The Advisory Committee on Immunization Practices (ACIP) recommends administration of influenza and pneumococcal vaccines to inpatients as a strategy for increasing vaccination coverage among adults.2,3 As a part of the Centers for Medicare & Medicaid Service (CMS) national efforts to improve the quality of care given to Medicare beneficiaries, we evaluated the utilization of influenza and pneumococcal vaccines in a large cohort of patients admitted to the hospital during 1998 and 1999.

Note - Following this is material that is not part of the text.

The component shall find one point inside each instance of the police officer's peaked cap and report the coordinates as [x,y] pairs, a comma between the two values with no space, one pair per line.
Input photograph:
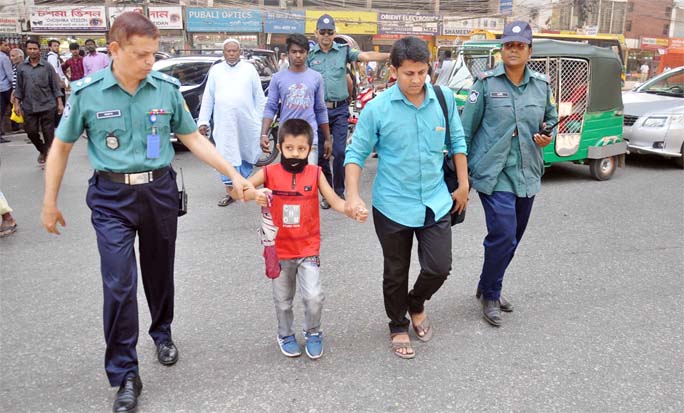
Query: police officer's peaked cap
[517,31]
[325,22]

Details of implementation of the CMS national quality improvement projects have been previously published.19 Medicare fee-for-service hospital claims data were used to identify discharges with a principal diagnosis of acute myocardial infarction, heart failure, pneumonia, or stroke. These 4 clinical topics have been selected as national quality improvement priorities for the Medicare Program.20 Managed care hospitalizations were not included because claims were not consistently submitted for them. Up to 850 discharges (900 for heart failure) were randomly selected for each of the 4 clinical conditions from each state and the District of Columbia.19 We selected all eligible cases if there were fewer than the targeted number of discharges available. Based on Medicare quality improvement organization contract cycles, the sample period varied by state and clinical topic. Discharges for a 6-month period within each state were sampled. For a third of the states, this period was from April to September 1998; for another third of the states, July to December 1998; and for the remaining states, October 1998 to March 1999. All states had pneumonia cases sampled from October to December 1998 to assess inpatient influenza vaccine screening and administration. Informed consent and institutional review board approval were not required because the data were collected for administration of the Medicare program, not for research, and access to these data is given to the Program by law.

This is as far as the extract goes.